Self-explain: in one sentence, why does subnet A’s client need both a correct default route and IP forwarding on the router before it can reach subnet B?

Stretch goals

  1. Add a third subnet and a second router VM, then make the two routers exchange a static route so the new subnet is reachable from the first two.
  2. Run traceroute from a client to a public IP and confirm the hops match the path you traced in Task 4. Explain any difference.
  3. On the router, watch NAT in action: capture a packet leaving the internet-facing interface and confirm its source address is the router’s public-facing address, not the client’s private one.
  4. Write a one-paragraph runbook for a teammate: the three things to check, in order, when a client on this network “cannot reach the internet.”

Troubleshooting

  • A fix to one thing does not restore full connectivity. Routing needs three things, not one: forwarding on the router, a default route on each client pointing at the router, and NAT for internet access. Test each layer in order (local gateway reachable, other subnet reachable, internet reachable) and fix the first that fails.
  • The VM landed on your real home network. You chose “bridged” mode. Bridged puts the VM on your physical LAN, which is outside scope and not what you want. Switch to internal or private networks, plus NAT for the internet leg.
  • A client can ping itself but nothing else. Its subnet mask is wrong, so the gateway looks like it is on a different network and the client never sends to it. This is a Layer 3 addressing error. Re-check the mask against your plan; it is exactly what Lab 3.1 trains you to catch.
  • Ping by IP works but names do not resolve. That is a resolver (DNS) bug, not a routing bug. Keep the two diagnoses separate. You will see this distinction again, sharply, in Lab 3.3.

Time budget breakdown

  • Task 1 (address plan): 90 minutes
  • Task 2 (build subnets, place VMs): 3 to 4 hours
  • Task 3 (router and NAT): 3 to 4 hours
  • Task 4 (routing table and packet trace): 2 to 3 hours
  • Task 5 (failure injection): 90 minutes
  • Task 6 (notebook): 60 minutes
  • Buffer for hypervisor fiddliness and a VM restore: 2 to 3 hours

Total: 14 to 16 hours, plus float.

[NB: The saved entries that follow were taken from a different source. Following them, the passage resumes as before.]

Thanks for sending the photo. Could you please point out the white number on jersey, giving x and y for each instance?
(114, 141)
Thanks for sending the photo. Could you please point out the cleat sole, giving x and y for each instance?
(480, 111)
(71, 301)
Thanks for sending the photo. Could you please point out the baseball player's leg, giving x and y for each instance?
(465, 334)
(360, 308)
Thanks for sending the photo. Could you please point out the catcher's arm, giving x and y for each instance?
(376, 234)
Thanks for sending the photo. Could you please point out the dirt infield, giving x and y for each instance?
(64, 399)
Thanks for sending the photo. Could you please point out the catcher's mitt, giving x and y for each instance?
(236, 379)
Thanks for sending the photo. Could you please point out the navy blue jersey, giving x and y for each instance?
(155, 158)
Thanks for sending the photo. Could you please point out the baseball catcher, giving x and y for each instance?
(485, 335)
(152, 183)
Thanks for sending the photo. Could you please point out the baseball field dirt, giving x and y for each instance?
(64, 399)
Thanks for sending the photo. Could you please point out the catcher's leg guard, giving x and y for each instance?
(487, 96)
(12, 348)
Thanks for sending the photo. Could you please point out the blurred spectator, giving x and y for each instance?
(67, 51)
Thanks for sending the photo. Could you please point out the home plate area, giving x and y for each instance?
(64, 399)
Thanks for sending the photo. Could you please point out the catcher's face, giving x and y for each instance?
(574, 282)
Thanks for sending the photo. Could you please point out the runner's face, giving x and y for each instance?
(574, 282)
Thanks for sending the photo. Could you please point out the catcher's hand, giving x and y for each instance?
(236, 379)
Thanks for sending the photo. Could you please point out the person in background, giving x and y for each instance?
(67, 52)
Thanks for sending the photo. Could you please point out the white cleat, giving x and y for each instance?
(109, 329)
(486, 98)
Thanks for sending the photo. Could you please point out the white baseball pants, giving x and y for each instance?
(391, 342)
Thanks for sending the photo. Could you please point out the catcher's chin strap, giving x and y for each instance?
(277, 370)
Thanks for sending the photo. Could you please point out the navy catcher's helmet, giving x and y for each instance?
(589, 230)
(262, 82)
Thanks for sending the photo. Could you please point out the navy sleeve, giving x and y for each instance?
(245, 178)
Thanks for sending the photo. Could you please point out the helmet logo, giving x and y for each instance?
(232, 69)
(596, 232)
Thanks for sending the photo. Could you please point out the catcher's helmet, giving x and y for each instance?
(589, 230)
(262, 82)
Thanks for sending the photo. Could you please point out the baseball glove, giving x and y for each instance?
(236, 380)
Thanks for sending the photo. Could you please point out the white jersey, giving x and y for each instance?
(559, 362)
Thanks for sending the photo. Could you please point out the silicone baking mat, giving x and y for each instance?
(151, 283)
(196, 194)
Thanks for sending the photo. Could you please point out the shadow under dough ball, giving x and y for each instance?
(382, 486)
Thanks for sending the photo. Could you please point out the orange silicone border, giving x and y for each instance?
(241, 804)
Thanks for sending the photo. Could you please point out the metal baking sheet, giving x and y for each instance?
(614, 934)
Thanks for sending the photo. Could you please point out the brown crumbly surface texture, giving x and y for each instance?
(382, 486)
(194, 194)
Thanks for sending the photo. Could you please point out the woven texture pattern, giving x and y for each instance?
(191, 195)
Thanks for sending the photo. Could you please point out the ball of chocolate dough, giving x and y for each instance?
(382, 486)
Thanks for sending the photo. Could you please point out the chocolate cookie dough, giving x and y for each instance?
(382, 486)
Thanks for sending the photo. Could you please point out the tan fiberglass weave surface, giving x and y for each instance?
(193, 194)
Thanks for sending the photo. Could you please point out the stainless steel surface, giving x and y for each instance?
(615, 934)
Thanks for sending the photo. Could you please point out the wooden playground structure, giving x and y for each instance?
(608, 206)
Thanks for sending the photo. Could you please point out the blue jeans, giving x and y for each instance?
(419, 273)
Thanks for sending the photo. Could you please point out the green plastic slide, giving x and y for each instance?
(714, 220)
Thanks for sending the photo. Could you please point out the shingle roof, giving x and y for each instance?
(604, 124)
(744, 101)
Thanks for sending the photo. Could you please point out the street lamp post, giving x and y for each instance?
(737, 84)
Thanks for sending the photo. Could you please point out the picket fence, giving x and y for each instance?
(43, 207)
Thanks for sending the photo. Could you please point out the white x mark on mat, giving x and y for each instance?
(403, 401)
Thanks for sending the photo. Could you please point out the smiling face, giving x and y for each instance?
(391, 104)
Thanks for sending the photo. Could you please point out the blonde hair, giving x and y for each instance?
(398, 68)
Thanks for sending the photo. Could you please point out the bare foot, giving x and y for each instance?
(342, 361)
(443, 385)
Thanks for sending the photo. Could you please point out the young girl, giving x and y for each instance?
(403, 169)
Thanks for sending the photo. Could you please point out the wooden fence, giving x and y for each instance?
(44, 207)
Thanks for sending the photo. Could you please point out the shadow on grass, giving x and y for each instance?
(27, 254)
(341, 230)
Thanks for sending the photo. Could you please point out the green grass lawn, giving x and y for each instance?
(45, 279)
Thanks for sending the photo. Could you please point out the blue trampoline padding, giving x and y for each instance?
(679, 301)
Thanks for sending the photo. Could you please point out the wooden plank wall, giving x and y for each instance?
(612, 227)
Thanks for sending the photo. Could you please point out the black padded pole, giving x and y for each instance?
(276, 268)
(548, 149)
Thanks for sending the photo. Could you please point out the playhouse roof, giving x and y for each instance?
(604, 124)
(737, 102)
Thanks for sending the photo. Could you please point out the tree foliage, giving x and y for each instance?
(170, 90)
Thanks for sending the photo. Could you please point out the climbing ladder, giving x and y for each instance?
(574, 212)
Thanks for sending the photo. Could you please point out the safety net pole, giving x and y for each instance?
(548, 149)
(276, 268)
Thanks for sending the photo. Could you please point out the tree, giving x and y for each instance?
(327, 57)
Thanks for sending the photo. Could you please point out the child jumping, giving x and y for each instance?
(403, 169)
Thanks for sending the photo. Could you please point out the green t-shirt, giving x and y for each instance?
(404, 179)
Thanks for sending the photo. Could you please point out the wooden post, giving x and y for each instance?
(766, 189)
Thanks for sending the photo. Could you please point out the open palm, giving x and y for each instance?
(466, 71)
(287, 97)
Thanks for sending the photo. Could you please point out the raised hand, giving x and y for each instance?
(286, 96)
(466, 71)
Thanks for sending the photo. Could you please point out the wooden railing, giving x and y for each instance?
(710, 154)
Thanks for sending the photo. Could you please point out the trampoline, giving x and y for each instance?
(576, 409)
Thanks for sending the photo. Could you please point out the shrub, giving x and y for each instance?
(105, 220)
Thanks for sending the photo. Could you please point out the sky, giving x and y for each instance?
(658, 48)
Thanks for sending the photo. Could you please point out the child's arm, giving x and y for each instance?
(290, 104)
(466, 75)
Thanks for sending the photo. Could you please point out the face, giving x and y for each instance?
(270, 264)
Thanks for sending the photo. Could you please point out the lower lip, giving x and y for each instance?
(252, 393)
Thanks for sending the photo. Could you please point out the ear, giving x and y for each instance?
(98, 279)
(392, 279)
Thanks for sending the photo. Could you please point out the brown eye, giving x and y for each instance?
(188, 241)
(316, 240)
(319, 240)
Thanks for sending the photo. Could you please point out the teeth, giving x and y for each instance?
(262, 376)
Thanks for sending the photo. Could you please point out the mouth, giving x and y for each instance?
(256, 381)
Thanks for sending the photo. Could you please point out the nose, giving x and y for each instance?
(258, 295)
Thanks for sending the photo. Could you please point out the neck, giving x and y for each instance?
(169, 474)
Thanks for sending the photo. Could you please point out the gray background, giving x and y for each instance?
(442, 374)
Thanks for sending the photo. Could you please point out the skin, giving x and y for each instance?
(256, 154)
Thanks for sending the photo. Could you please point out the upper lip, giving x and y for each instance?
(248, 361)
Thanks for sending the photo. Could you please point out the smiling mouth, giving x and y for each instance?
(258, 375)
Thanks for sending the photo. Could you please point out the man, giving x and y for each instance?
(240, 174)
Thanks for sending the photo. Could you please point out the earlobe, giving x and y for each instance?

Expect the router/NAT task to overrun; budget two sessions for it.

Resources

  • docs Your hypervisor’s networking documentation (UTM or VirtualBox): the authoritative reference for how it names internal, host-only, NAT, and bridged modes.
  • man man ip and man ip-route (the Linux address and routing tooling; primary source).
  • man man sysctl (for the IP forwarding toggle).
  • RFC RFC 1918, Address Allocation for Private Internets (the ranges your subnets must use).
  • RFC RFC 2663, IP Network Address Translator (NAT) Terminology and Considerations (what NAT is doing on your router; primary source).
  • Your own Lab 3.1 drill files and method sheet, for the addressing arithmetic.

No walkthrough videos. A configuration you copied from a video and did not understand will fail you in Task 4 and again under the tutor’s spot-check.